The trade can be tawdry and sometimes exploitive, as when young girls are enslaved and prostituted against their will. But adult women who make the choice to sell their bodies for sex for $5,000 an hour are not victims, and if the trade is tawdry, it certainly doesn’t warrant 5,000 overheard phone calls, 6,000 intercepted emails and the use of surveillance and undercover agents — all of which could have been put to better use in seeking to prevent acts of terrorism or predation against innocent victims.
The point is well taken. We know intuitively that illicit sexual activity is "sinful" but when does it become "criminal" enough that we invest thousands of dollars to investigate? Alan suggested our Western democracy is simply obsessed with the private lives of public figures from Larry Craig to Rush Limbaugh. He suggested Spitzer would have paid the price at the polls and in his family life, rather than falling victim to vague criminal statutes used to prosecute him for federal crimes for which no one is prosecuted. The criminal law should be reserved for serious predatory misconduct.
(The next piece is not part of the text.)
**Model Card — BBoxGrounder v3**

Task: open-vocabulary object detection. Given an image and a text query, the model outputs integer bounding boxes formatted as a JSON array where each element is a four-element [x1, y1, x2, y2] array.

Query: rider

This dovetails with Brian Cuban's comments yesterday about the laughable congressional investigations into the New England Patriot's taping scandal, Barry Bonds perjury trial, and Roger Clemens suspected steroid use. What a waste of time. I want my government spending its resources making my family safer. From a law enforcement resource point of view, I don't care about the illicit sexual activities of the rich and famous. It's nothing new. If some investigative reporter from the New York Times wanted to root-out the Spitzer story, more power to him. Knock yourself out. But don't waste my money doing it. Rather, find some terrorists. Clean-up the mess in Iraq. Build more oil refineries so I'm not paying $5.00/gallon at the pumps. Let Spitzer ruin his family and professional life. But don't use my money to help him do it.